Arts and crafts, rare expertise

With the aid of the finest craftsmen, prestigious watchmakers extend the boundaries of creativity with ever more exceptional timepieces.

When creating exclusive watch collections, prestige watchmakers honour arts and crafts. For unique pieces, they call upon the finest enamellers, engravers, “guillocheurs,” gem setters, and many more, who perpetuate their specialized expertise and precision, to one tenth of a millimetre, passed down from one generation to the next.

In its new “Métiers d’Art” watches, Vacheron Constantin pays tribute to nineteenth century explorer naturalists. From Cape Verde to the Cape of Good Hope via the Straits of Magellan and Tierra del Fuego, each dial portrays scenes from this awesome saga. To bring them to life, the world's oldest watchmaker has combined two major decorative arts: engraving and Grand Feu enamel. On one side of the dial, a delicate engraving of the Beagle ship sailing on blue enamel waves, or three-dimensional wild fauna. The other side portrays lush vegetation or an old map, meticulously reproduced by hand. Grand Feu enamelling involves applying a blend of enamel powder and water to the dial, then firing it in the kiln, with several more firing stages following to reveal the design.

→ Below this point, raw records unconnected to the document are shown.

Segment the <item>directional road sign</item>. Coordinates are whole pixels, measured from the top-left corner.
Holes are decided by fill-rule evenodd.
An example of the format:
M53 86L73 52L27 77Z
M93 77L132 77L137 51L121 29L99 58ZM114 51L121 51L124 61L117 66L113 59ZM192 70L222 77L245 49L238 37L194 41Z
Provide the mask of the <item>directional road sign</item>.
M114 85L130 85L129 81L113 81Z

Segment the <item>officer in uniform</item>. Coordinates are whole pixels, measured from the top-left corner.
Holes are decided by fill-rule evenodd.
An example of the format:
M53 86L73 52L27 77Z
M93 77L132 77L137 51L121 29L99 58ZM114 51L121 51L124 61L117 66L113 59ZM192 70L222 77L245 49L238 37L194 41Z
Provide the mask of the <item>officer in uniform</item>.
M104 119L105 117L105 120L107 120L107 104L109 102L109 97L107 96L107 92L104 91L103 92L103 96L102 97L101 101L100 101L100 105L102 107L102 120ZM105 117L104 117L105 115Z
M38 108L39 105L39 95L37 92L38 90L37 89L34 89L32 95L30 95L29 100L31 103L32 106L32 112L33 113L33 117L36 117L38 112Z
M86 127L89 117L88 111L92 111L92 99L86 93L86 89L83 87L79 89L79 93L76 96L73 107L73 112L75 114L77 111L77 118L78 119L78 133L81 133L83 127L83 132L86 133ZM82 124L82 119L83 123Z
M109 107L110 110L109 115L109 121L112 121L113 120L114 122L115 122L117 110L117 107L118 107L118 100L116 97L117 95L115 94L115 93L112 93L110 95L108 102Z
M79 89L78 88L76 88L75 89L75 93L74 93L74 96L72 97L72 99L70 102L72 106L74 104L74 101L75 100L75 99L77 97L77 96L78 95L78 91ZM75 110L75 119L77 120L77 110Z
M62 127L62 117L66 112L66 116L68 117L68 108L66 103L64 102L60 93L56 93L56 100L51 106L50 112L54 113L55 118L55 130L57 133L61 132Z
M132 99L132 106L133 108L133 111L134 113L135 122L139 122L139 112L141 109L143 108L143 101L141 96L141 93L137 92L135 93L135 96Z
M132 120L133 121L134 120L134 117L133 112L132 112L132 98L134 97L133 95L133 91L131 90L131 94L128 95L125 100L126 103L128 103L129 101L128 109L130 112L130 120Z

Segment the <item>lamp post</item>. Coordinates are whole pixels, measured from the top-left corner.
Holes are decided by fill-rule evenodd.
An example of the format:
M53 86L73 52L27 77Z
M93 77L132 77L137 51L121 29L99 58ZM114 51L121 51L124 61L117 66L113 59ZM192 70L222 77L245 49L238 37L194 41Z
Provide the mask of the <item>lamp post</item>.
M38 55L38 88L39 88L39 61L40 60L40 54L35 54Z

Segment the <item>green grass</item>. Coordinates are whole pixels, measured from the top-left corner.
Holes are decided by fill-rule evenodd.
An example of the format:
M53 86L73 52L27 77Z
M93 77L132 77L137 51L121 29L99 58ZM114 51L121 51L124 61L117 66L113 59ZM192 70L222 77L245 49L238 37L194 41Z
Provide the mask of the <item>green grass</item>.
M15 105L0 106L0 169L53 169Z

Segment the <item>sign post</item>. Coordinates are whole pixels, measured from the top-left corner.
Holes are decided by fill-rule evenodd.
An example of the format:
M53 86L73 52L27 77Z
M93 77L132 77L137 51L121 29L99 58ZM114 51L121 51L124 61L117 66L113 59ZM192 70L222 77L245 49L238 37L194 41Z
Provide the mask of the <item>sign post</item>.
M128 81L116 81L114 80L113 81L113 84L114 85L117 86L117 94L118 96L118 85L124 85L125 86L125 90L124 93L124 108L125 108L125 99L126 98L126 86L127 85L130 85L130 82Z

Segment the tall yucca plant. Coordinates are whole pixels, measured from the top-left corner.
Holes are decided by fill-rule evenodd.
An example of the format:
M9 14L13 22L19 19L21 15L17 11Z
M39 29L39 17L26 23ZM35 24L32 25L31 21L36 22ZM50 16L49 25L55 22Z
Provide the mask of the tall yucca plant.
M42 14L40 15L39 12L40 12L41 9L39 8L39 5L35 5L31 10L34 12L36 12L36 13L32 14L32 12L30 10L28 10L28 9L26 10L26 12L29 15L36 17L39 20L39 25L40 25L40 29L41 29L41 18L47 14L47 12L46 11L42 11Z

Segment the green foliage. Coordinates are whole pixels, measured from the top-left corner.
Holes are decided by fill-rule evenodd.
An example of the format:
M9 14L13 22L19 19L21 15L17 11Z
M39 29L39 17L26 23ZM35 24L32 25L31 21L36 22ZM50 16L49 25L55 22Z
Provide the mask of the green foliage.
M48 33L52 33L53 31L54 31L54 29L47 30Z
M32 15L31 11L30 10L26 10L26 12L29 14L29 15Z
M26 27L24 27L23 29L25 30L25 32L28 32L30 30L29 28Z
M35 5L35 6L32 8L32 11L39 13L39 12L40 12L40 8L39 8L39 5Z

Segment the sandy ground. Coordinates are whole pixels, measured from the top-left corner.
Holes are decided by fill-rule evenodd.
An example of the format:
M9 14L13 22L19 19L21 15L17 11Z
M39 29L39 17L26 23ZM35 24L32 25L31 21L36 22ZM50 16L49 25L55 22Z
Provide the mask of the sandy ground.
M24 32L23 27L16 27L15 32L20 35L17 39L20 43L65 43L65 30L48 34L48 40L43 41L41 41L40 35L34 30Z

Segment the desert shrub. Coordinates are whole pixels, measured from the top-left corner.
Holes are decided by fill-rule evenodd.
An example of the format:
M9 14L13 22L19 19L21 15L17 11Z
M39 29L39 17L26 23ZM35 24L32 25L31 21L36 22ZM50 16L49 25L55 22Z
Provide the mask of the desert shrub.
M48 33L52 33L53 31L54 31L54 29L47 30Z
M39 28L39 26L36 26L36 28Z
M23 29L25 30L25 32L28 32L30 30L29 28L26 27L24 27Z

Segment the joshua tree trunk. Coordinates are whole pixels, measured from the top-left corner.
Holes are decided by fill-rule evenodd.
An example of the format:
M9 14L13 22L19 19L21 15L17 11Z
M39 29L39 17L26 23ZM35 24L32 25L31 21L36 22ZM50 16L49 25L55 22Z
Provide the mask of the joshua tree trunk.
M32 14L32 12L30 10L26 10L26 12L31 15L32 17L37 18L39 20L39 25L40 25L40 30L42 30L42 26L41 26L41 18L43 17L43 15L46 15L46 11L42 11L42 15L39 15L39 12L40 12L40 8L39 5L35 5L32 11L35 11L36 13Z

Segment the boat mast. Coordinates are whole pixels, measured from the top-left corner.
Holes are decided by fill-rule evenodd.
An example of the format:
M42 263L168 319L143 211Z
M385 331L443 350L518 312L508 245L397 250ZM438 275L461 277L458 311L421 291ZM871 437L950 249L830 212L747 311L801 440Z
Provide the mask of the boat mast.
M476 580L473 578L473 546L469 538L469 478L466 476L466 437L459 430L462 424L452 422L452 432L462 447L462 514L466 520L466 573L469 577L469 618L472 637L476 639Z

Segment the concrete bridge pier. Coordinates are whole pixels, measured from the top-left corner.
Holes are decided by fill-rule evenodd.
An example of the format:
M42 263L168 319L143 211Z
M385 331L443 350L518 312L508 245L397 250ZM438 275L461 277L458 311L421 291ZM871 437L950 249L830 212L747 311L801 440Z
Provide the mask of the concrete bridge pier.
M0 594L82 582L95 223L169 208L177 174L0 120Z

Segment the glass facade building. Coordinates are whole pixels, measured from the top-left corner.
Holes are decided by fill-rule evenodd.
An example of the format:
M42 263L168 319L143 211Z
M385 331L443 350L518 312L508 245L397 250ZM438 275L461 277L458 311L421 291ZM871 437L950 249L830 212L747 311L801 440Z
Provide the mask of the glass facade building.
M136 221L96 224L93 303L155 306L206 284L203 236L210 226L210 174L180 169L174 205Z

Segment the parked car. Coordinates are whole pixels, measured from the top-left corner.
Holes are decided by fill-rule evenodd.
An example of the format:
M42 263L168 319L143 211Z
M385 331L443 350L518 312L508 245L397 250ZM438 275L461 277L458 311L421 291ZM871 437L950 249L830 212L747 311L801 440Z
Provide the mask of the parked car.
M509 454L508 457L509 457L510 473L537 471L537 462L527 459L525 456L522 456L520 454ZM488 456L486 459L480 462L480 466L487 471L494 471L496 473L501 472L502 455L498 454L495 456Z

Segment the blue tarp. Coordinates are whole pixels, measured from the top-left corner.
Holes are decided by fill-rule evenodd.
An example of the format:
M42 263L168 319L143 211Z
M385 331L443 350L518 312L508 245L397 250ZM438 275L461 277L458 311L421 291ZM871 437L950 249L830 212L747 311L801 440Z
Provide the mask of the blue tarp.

Piaget also perpetuates traditional arts and crafts in sublime timepieces. For its new “Metaphoria” luxury jewellery collection, the watchmaker of La Côte-aux-Fées celebrates marquetry with the “Undulata” watch. The craftsman uses wood which is carved, assembled, then applied to the dial. Here we have a surprising blend of materials: wood, straw, leather, parchment and beetle elytra – a real work of art, combining textures and colours, made in collaboration with French artist Rose Saneuil, a specialist in multi-material marquetry.

Some techniques are, however, even more striking. A pioneer in the field, Harry Winston is renowned for highlighting the rarest decorative arts by calling on ancestral Japanese techniques such as “urushi,” “maki-e” and “raden,” but also using micro-mosaic, silk weaving, embossing, featherwork, and butterfly marquetry. This last technique, requiring 3 years of creative development by the firm, uses the exquisitely iridescent pigments of butterfly wings to create dials in unique, hypnotic colours!